ANOVA GR&R: Minitab vs AIAG MSA results

G.Pito

Starting to get Involved
#1
Dear all,

I have copied values for GR&R from AIAG MSA 4th edition into an excel spreadsheet and then entered them in Minitab 18 in order to compare results with those written in the manual. It is the typical configuration with:
N.3 Appraisers
N.3 Trials
N.10 Operators

I don't understand why AIAG and Minitab results are slightly different, especially for the way they consider Interaction and Degrees of Freedom.

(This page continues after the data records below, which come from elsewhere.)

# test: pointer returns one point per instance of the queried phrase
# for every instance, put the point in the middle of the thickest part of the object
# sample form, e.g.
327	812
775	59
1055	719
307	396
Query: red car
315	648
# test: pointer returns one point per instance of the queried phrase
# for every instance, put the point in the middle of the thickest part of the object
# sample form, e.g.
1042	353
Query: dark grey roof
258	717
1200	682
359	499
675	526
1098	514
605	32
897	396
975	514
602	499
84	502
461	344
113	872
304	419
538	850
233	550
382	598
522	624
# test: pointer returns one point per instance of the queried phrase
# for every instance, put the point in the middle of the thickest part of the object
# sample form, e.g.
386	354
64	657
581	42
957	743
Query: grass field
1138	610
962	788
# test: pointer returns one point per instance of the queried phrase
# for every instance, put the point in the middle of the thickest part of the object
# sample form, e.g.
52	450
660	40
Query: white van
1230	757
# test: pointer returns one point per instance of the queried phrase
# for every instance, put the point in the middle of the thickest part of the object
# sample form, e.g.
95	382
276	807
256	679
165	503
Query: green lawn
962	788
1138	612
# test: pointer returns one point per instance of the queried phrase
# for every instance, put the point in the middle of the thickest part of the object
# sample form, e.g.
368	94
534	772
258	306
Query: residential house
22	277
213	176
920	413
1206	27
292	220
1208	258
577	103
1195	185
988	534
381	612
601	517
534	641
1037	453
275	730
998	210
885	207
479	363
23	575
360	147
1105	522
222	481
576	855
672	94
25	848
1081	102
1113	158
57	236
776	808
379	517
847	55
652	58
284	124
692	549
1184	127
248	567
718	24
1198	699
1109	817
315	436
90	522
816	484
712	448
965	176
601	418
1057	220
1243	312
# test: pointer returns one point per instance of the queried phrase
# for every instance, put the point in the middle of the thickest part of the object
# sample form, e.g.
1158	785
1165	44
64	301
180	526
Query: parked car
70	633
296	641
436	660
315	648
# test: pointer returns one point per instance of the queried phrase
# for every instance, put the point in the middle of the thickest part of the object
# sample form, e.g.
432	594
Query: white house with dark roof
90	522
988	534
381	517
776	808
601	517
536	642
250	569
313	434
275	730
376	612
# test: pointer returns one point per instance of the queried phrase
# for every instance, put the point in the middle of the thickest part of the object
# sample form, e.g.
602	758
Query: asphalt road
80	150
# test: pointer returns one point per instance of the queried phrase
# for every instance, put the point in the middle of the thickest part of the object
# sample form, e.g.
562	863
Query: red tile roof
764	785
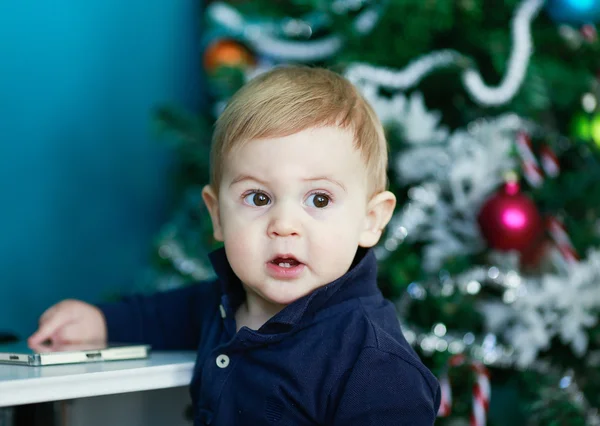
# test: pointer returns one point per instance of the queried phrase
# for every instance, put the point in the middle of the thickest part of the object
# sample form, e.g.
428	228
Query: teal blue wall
83	181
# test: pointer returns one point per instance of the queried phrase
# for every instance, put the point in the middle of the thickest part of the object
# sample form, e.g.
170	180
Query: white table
26	385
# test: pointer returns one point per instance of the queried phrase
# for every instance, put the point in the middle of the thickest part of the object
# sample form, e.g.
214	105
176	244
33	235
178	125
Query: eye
257	199
319	200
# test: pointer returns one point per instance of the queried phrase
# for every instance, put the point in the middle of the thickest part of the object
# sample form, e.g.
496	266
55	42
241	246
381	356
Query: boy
294	330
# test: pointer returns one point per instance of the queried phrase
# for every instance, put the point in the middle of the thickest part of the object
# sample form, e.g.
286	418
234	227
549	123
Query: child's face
293	210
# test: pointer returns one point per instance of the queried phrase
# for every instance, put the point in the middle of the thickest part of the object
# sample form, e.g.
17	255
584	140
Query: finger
70	333
46	330
48	313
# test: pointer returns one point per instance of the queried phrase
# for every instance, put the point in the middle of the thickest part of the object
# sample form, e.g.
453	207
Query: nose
284	221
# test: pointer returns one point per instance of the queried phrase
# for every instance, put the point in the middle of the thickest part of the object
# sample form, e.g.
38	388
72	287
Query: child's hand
70	321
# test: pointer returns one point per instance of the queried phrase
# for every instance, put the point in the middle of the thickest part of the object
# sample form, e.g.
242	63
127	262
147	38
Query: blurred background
491	112
84	182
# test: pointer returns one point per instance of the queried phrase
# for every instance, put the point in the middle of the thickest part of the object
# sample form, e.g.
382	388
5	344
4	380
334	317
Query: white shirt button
222	361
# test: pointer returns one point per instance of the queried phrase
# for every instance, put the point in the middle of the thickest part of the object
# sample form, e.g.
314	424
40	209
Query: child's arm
382	389
167	320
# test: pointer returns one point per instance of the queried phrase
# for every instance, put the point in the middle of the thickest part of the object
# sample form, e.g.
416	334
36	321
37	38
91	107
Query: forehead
327	151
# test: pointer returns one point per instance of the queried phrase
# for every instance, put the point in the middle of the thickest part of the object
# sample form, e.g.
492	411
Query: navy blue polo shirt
336	356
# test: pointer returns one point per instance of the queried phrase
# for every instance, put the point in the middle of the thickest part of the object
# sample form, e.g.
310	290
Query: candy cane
559	234
481	391
531	167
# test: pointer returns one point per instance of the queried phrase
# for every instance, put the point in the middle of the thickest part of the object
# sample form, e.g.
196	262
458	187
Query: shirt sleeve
383	389
166	320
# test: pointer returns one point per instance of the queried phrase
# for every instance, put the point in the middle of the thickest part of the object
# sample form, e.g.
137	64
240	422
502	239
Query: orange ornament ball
227	52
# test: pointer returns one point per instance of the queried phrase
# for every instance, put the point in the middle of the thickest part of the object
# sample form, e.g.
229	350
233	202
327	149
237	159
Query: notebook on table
20	354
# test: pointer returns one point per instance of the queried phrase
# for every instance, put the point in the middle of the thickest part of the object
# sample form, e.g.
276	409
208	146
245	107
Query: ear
379	212
212	204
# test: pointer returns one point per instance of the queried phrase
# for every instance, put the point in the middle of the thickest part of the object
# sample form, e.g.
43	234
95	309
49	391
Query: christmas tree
491	112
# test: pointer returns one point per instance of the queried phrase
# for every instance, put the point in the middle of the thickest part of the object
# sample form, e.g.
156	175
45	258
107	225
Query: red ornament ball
510	221
227	52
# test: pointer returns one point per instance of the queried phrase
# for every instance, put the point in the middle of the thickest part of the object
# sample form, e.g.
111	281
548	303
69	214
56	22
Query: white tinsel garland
556	305
453	174
265	39
483	94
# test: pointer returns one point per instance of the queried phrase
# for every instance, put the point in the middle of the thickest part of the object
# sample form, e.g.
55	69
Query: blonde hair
287	100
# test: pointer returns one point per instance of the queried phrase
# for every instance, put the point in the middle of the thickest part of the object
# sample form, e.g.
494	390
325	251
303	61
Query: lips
285	261
285	267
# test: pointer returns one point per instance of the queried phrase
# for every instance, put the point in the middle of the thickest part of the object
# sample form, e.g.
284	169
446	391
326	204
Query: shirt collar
359	281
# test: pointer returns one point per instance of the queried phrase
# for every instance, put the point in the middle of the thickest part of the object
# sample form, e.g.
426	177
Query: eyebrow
327	178
242	178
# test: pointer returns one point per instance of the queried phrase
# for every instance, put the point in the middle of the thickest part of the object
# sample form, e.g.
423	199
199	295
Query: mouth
285	261
285	267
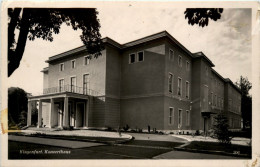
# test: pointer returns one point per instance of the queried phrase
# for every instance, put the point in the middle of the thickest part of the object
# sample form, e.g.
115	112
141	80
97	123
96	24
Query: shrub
108	129
221	129
197	133
126	127
68	128
140	130
161	133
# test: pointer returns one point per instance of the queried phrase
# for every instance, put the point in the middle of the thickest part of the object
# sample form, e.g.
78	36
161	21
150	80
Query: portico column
29	114
40	115
66	113
51	113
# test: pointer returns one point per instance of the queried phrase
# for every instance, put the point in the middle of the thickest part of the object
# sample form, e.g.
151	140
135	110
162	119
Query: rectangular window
187	87
179	89
73	63
229	104
62	67
171	54
171	116
187	118
86	60
61	85
180	61
206	98
216	100
85	83
187	65
131	58
170	82
140	56
212	100
72	84
179	117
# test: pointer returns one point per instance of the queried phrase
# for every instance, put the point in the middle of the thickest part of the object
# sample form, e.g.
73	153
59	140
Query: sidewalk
53	142
235	140
87	133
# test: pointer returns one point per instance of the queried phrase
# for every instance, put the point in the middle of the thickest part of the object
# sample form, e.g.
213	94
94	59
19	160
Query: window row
72	87
179	86
171	57
180	113
232	106
73	63
136	57
217	101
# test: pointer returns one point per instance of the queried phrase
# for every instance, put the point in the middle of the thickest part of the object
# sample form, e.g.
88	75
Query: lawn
215	146
77	138
153	143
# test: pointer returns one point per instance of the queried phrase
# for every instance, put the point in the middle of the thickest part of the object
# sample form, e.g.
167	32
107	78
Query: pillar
66	113
51	113
29	114
40	114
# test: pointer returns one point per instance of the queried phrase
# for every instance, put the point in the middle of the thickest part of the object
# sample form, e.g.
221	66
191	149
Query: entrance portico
60	110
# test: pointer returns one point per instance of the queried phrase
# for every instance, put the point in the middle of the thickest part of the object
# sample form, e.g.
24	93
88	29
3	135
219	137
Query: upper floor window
216	100
187	118
61	85
62	67
140	56
132	58
86	60
171	115
187	86
170	85
180	61
179	89
229	104
73	63
187	65
72	84
212	98
171	54
180	118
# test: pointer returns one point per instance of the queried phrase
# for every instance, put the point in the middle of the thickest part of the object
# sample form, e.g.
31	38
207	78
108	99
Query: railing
72	89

In the first image, you can see the results as they come from AIAG Manual. In the manual, the F ratio is calculated using Operator*Part interaction at the denominator, and then evaluated: since its value is lee the F critical one, the interaction is calculated pooling with equipment (error) value, maintaining the same degrees of freedom (and thus the MS Mean Squares):

(please find the attached image ANOVA MSA AIAG.png)

while Minitab calculates the same way the 1st part but then (considered that P > 0.25) another table is displayed where F is calculated versus Equipment (Error) and using different degrees of freedom. Here the Minitab results:

(please find the attached image ANOVA MINITAB.png)


1) Does anybody could explain why AIAG MSA and Minitab use different degrees of freedom when they calculate F ratio versus the Equipment?
2) Where does the P value 0.25 comes from? (it is the value Minitab use for choosing if to display the "Without interaction" panel if Alpha 0.05 is chosen)

Thank you very much!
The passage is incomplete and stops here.